Found via Unspeak, from a draft proposal to the new Diagnostic and Statistical Manual of Mental Disorders of the American Psychiatric Association: nicotine use disorder:
A maladaptive pattern of substance use leading to clinically significant impairment or distress, as manifested by 2 (or more) of the following, occurring within a 12-month period
Which is followed by a list of supposed symptoms of this, including gems like “Craving or a strong desire or urge to use a specific substance” and “there is a persistent desire or unsuccessful efforts to cut down or control substance use”. All the symptoms are on this “well, duh” level or generic to any sort of addiction, as if the proponents of this addition have just cut and pasted a list of symptoms in under various headers, as indeed somebody has.
Does it matter, this reclassifying of various addictions as “disorders”? I think so, as it’s both offensive and misleading to suggest that somebody who is addicted to cigarettes, booze or drugs is immediately suffering from a disorder.
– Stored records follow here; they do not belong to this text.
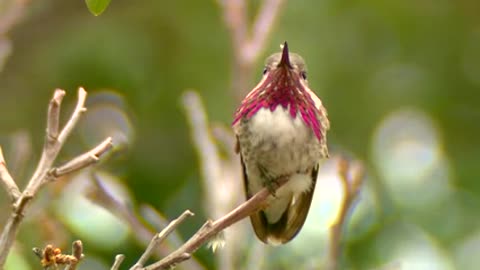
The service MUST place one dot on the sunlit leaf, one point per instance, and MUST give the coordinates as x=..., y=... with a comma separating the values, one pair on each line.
x=97, y=7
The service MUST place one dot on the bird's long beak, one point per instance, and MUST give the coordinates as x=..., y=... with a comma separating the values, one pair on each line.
x=285, y=60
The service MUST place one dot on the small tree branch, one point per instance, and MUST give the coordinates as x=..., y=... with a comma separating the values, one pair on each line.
x=248, y=44
x=7, y=180
x=208, y=155
x=77, y=252
x=100, y=196
x=158, y=238
x=212, y=228
x=54, y=115
x=79, y=109
x=352, y=179
x=53, y=143
x=84, y=160
x=118, y=261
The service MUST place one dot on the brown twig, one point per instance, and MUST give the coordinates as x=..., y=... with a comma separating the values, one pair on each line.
x=83, y=160
x=212, y=228
x=158, y=238
x=118, y=261
x=54, y=141
x=352, y=179
x=100, y=196
x=77, y=252
x=221, y=176
x=7, y=180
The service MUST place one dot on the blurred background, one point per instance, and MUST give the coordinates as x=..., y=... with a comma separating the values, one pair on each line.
x=400, y=80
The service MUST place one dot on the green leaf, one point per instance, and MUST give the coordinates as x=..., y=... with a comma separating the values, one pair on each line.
x=96, y=7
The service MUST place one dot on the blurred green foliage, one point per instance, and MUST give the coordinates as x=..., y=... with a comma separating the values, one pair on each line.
x=366, y=59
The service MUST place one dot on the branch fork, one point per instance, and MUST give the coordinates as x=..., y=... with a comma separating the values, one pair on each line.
x=45, y=172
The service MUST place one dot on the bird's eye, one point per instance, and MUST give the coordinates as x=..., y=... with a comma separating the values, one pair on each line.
x=304, y=75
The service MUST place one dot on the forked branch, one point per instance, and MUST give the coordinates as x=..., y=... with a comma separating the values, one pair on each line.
x=54, y=141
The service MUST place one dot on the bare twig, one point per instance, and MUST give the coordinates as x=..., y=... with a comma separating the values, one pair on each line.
x=212, y=228
x=118, y=261
x=77, y=252
x=158, y=238
x=100, y=196
x=206, y=149
x=221, y=176
x=53, y=143
x=352, y=178
x=54, y=112
x=7, y=180
x=83, y=160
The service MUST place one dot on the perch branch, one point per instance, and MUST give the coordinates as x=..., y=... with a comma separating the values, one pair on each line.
x=212, y=228
x=118, y=261
x=352, y=179
x=84, y=160
x=158, y=238
x=53, y=143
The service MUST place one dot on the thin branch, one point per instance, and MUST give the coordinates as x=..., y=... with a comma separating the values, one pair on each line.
x=79, y=109
x=52, y=146
x=262, y=29
x=84, y=160
x=77, y=252
x=206, y=149
x=100, y=196
x=158, y=238
x=212, y=228
x=54, y=112
x=352, y=179
x=118, y=261
x=7, y=180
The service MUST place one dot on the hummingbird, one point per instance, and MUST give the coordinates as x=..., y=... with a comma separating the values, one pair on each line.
x=280, y=130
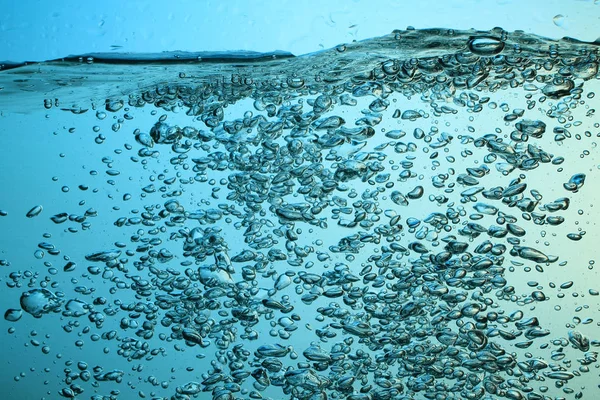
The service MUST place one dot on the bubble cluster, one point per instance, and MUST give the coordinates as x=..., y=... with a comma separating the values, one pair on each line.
x=361, y=233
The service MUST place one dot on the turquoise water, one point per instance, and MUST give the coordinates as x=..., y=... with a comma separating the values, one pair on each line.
x=410, y=216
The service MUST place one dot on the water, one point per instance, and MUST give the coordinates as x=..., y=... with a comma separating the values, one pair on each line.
x=411, y=216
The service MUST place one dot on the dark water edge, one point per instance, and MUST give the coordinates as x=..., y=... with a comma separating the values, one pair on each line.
x=79, y=81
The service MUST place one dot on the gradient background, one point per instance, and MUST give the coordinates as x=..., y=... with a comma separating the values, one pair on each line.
x=37, y=147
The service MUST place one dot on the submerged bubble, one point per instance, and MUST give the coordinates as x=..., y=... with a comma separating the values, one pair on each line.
x=275, y=221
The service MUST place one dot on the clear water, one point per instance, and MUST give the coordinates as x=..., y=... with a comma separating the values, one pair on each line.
x=411, y=216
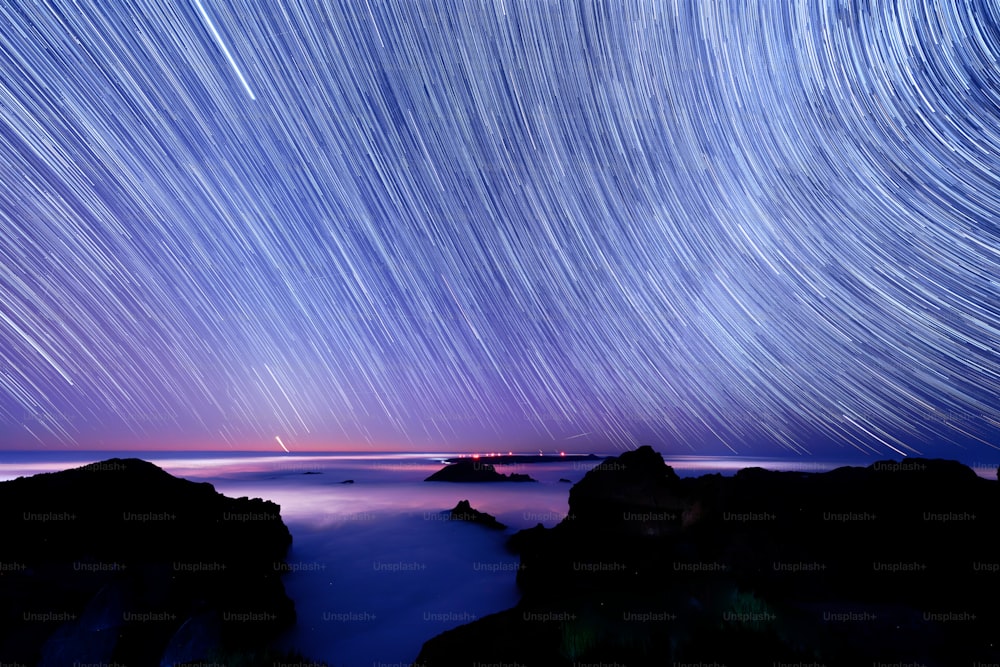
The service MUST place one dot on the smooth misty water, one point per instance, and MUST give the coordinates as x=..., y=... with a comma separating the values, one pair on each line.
x=376, y=569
You may have problems, sure, but are they psychiatric problems? Or do you just, engage in behaviour psychiatrists have labeled as such, like homosexuality used to be until surprisingly recent? Attempting to solve such “disorders” with psychiatric methods is liable to cause more damage than do good, while the medicalisation of societal problems does nothing to address their root causes. You can’t solve everything with a little blue pill.